Working with a Relational Database

What is a database schema? A schema is just how the database is organised. Many relational databases, such as our LEGO data, is split into individual tables. We have separate tables for the colours, the sets and the thems. With a relational database, the tables are linked to each other through their keys.

Understand the theme.csv file

The themes.csv file has the actual theme names. How is this table linked to the others tables? Well, the sets .csv has theme_ids which match the id column in the themes.csv.

This means that the theme_id is the foreign key inside the sets.csv. Many different sets can be part of the same theme. But inside the themes.csv, each theme_id, which is just called id is unique. This uniqueness makes the id column the primary key inside the themes.csv. To see this in action, explore the themes.csv.


Challenge

How is the themes.csv structured?

Search for the name 'Star Wars'. How many ids correspond to the 'Star Wars' name in the themes.csv?

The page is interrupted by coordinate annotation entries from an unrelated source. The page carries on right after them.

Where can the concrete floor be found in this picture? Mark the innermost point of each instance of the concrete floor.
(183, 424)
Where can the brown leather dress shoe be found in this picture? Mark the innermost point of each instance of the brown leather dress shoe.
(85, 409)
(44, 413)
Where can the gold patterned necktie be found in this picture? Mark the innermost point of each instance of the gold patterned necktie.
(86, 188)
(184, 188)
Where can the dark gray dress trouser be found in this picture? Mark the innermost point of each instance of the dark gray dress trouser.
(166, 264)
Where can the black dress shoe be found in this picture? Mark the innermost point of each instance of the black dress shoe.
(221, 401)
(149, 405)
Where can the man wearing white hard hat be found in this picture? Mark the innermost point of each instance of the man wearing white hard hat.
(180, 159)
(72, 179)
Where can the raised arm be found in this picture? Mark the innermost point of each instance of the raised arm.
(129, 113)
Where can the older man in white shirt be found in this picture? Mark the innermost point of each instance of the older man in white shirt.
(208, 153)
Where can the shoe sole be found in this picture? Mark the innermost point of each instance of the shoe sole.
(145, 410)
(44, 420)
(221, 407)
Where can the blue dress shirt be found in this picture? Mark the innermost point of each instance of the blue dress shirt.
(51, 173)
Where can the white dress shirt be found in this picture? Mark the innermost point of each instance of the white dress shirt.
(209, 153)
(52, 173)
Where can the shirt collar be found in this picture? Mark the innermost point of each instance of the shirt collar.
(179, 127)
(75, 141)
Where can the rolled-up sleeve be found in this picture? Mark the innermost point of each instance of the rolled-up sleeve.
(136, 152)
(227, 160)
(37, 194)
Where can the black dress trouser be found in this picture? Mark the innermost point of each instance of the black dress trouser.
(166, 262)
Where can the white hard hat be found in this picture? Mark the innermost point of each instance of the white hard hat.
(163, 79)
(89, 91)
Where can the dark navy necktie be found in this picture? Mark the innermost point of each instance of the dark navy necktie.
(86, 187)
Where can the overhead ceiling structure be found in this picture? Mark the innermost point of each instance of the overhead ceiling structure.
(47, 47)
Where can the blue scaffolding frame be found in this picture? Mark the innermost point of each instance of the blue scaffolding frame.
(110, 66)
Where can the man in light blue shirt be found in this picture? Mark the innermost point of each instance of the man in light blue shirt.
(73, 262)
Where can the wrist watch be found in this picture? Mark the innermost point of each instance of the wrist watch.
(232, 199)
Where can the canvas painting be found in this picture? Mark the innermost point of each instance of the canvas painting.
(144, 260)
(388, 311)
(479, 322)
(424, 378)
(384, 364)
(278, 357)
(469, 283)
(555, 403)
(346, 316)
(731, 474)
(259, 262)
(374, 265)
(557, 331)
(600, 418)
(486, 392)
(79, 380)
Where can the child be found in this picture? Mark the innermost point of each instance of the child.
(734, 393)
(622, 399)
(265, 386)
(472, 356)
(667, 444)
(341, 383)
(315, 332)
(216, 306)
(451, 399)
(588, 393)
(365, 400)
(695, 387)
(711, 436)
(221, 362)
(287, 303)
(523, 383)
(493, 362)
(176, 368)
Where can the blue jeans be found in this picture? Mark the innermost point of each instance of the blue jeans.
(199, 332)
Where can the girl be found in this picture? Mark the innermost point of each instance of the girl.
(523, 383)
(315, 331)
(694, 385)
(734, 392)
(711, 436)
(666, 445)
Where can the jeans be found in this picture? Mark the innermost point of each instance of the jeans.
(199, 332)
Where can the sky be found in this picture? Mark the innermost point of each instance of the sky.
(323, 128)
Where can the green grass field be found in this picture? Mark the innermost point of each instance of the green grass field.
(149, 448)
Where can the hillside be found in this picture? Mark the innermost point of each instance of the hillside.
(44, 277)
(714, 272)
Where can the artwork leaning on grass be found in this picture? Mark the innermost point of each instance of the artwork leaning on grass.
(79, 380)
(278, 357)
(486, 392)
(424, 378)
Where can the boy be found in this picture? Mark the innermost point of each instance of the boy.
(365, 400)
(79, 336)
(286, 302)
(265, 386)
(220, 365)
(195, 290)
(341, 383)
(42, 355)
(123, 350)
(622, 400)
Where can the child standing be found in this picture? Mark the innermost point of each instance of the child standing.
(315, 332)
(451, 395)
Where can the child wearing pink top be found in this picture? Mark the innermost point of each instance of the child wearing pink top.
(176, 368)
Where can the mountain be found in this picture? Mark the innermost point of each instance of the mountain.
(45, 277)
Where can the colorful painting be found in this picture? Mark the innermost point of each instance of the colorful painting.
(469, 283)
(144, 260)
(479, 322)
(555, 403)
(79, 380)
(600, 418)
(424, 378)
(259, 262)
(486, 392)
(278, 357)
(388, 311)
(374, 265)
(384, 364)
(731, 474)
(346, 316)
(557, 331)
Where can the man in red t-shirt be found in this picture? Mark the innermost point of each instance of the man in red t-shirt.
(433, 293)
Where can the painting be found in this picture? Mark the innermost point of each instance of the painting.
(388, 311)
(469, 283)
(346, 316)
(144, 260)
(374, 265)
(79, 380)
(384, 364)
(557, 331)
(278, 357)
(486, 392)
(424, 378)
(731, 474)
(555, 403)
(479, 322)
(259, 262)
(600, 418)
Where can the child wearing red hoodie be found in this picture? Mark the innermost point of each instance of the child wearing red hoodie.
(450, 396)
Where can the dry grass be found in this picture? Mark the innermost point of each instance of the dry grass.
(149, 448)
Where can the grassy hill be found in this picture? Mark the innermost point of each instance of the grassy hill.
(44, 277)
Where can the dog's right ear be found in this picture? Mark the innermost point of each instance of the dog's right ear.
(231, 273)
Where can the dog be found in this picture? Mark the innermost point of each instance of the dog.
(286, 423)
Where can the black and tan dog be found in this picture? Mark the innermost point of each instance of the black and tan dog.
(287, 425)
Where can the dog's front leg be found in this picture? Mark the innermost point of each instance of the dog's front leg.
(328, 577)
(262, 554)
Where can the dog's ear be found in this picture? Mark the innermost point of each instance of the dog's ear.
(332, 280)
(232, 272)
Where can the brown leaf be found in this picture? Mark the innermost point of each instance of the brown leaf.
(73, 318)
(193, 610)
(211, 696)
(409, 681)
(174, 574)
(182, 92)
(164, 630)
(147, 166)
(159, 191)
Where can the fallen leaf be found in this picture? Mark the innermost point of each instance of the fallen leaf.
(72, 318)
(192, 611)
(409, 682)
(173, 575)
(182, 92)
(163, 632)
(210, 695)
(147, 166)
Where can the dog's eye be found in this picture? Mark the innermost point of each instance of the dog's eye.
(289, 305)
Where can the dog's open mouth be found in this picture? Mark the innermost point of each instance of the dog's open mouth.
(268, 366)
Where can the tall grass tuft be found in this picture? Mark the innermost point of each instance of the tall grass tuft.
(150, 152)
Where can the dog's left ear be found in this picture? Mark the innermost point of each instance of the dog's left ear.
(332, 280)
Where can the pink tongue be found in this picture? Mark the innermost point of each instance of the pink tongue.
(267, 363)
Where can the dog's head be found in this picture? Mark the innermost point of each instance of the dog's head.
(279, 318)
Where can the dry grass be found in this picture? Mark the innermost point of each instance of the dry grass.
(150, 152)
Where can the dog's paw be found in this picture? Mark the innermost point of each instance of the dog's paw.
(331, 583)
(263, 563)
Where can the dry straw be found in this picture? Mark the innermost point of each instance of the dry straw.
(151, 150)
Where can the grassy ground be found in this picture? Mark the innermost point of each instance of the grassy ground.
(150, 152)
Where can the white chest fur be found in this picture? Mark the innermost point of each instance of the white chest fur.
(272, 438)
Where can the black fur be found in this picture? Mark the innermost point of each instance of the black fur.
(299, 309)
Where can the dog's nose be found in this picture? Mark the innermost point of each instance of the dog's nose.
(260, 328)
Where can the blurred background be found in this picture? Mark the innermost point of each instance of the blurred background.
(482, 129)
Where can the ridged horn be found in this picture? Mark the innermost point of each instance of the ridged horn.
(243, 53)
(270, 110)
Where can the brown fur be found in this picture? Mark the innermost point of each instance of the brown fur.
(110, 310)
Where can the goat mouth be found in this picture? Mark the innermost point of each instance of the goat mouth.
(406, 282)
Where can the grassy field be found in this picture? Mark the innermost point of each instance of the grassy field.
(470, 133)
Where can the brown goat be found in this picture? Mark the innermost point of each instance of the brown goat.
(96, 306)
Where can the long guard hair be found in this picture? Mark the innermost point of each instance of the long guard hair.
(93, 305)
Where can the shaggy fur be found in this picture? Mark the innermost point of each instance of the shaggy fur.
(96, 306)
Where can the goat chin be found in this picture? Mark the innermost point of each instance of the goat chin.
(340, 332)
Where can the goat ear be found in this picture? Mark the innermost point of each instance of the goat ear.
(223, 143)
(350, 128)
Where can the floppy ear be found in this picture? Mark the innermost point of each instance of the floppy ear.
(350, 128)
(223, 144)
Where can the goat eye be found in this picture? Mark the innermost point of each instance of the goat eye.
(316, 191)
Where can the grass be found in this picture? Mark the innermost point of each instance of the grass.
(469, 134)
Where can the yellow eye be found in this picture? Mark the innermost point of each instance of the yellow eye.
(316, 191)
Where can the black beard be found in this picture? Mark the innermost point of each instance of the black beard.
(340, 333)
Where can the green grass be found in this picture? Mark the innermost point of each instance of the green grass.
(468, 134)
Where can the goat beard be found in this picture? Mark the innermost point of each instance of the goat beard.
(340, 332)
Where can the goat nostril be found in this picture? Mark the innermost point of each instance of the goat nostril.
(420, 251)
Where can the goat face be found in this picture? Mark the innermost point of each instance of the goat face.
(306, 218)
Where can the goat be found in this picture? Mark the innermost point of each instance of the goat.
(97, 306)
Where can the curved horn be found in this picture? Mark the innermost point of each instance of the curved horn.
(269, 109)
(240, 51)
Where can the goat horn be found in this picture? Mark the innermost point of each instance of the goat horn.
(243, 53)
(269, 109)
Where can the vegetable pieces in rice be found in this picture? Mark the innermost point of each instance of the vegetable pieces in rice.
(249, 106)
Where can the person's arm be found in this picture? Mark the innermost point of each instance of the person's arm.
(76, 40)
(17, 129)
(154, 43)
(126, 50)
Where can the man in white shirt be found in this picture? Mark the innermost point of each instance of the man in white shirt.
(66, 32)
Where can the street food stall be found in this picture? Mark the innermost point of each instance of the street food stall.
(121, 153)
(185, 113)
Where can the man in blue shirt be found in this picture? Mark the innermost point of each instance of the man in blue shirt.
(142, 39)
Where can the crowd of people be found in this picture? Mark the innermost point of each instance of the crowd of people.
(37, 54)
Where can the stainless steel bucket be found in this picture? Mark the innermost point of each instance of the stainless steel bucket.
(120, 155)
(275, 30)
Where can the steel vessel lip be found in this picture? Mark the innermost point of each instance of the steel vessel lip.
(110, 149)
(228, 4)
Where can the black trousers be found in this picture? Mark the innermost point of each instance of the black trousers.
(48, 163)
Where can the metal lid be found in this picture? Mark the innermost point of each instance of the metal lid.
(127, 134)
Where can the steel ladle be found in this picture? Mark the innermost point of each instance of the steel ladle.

Use the ids you just found and look for the corresponding sets in the sets.csv (Hint: you'll need to look for matches in the theme_id column).


.

..

...

...

..

.


Solution: Exploring the themes.csv

Looking at the first 5 rows, we see the column names. Each value in the id column is unique (this is the primary key for the themes table). The theme names are not unique. If we search for the name "Star Wars", we see that 4 different ids correspond to that name.

Why would Star Wars have so many different themes? We can check which products corresponded to those themes in the sets.csv:

Star Wars is a really long-running franchise. Theme number 18 was running from 2000 to 2002 and seems to be comprised of several of the show's characters. What about, say theme 209?

Here we see that all of the Star Wars Advent Calendars share the same theme_id. That makes sense.